When I ran a search spanning an entire year it took 241 seconds. If I immediately rerun the search the time plummets to ~60 seconds. Why? Is this a Splunk or Disk optimization?
Background:
hot/warm sit on fast disk.
coldlib resides on not as fast, bigger disk.
Regardless of the search I run, when the data is polled the first time it's always a slower reply. When the I rerun the same exact search over the same exact disks the times drop considerably. Who's responsible? (who can I thank?) Splunk or Disks....and is it that easy, or is it more complex? I understand that searching back onto colddb disks will require a slower retrieval vs. warm/hotdb. The question is more of a lower level, backend one. But one I want to share with my user base when I advise them how to tune their searches and what will happen when they rerun the search.
I've looked through a lot of the Answers and on Splunk's site but can't really find the answer. This group is outstanding, so I'm leaning on you. Any insight is appreciated.
pstein
Splunk caches search results for a set period of time (configurable by the admin)
So if you run the exact same search while the data is still cached - the search will return results much faster the second time
But the search must truly be identical
It's not exactly for a set period of time, it's related to your user (and/or role) disk quota - https://docs.splunk.com/Documentation/Splunk/8.0.1/Admin/authorizeconf (though search results expiration time does factor in)
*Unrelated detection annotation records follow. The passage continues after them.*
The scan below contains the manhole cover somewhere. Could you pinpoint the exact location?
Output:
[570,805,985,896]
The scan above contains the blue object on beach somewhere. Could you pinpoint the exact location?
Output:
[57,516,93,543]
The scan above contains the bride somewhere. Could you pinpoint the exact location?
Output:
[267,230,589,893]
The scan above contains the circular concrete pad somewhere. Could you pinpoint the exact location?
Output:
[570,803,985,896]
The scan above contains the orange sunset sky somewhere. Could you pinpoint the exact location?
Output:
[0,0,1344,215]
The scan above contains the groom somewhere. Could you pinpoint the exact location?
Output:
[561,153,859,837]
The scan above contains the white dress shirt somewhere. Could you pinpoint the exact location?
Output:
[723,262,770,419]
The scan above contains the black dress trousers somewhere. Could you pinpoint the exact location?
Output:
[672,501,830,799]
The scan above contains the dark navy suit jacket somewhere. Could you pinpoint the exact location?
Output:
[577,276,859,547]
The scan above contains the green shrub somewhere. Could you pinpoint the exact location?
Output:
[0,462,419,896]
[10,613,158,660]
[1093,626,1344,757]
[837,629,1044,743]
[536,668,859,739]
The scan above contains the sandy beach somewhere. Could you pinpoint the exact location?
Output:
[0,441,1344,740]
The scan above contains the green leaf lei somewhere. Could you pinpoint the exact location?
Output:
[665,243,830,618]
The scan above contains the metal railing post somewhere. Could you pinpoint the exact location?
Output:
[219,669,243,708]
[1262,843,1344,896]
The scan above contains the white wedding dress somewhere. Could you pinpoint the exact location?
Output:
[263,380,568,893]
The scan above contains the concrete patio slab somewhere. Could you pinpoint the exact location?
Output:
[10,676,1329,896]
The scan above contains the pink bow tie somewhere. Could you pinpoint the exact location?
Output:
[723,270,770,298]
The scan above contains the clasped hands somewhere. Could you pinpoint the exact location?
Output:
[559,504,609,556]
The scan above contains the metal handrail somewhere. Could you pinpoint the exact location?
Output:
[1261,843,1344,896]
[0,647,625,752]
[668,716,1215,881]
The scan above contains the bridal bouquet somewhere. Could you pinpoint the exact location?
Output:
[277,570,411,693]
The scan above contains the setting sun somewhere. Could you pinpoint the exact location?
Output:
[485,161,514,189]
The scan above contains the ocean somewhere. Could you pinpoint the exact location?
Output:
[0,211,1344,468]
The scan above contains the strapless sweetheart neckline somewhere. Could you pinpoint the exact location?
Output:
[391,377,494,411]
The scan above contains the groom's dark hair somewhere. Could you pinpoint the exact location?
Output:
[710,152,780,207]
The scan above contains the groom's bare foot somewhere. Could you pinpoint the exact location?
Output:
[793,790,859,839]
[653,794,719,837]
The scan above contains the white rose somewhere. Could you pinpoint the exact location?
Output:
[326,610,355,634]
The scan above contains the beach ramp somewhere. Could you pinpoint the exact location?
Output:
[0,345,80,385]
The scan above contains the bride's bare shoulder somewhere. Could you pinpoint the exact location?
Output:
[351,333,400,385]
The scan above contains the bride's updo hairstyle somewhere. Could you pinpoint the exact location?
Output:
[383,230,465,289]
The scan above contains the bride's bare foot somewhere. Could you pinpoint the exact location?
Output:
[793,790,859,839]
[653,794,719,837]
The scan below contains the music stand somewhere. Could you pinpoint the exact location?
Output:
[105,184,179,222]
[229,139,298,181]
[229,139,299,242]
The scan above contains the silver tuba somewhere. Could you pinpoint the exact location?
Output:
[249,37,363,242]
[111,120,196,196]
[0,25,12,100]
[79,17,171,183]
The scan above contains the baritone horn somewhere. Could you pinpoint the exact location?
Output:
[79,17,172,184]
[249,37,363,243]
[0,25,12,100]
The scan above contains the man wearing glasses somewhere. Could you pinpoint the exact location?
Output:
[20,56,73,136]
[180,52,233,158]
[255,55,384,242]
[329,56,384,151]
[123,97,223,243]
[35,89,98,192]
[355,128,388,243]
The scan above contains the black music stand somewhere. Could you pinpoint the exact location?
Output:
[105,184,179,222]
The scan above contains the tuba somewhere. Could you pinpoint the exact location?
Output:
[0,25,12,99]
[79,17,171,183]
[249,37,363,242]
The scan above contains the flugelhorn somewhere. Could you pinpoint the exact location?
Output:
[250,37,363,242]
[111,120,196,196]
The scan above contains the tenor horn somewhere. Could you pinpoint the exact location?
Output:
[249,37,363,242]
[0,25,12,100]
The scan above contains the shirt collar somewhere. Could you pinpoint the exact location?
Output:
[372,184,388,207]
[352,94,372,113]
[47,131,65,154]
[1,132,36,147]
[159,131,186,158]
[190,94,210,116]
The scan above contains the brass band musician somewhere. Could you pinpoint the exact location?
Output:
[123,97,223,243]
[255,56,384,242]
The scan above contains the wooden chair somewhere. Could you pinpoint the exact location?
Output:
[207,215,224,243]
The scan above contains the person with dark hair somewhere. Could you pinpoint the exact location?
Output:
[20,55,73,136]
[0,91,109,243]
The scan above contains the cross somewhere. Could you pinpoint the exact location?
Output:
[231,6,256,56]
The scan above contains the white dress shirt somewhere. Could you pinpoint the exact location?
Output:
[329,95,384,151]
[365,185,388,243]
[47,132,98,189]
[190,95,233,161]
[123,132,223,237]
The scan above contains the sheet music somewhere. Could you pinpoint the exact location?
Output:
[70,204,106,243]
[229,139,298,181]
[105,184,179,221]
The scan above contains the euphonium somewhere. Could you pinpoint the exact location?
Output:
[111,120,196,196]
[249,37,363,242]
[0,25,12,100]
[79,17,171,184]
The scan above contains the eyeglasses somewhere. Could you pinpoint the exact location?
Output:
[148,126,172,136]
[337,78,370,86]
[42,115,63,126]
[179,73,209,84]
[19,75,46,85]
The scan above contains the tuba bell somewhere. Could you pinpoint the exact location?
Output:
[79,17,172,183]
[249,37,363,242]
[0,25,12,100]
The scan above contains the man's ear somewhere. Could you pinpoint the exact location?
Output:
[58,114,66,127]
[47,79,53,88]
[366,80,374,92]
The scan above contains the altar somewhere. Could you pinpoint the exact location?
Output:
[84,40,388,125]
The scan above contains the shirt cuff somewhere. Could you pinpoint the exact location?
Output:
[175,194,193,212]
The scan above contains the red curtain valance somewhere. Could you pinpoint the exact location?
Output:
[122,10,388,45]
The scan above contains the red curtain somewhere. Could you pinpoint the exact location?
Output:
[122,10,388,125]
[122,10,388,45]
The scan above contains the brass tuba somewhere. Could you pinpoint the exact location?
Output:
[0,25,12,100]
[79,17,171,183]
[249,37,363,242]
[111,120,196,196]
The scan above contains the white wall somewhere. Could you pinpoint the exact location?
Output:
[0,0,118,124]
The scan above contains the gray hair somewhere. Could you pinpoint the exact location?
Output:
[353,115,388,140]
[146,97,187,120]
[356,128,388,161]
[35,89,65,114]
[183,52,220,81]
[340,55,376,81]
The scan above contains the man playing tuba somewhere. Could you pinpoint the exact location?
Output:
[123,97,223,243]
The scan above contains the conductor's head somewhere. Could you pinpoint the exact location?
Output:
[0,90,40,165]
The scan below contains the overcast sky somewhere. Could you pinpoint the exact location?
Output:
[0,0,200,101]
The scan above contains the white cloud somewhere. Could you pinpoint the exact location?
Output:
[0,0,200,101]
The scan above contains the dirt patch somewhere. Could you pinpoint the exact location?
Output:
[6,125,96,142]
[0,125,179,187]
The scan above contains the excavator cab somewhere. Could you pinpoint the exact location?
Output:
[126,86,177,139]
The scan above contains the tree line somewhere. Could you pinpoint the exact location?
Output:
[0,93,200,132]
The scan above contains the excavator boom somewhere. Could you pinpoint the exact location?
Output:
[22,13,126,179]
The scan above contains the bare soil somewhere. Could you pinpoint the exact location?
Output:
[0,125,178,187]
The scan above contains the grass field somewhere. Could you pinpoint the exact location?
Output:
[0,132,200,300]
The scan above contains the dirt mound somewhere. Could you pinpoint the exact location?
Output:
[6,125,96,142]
I've had different experiences - so long as the search is truly identical
Which it is/was. Identical search run repeatedly produced different execution times.
Did the second run take zero seconds? If not then it didn't reuse the previous search's results from dispatch where the disk quota settings apply.
No. It didn't take zero time to execute.
First/Original run: 6,273,099 events in 142.291 seconds
Second run: 6,273,099 events in 56.79 seconds.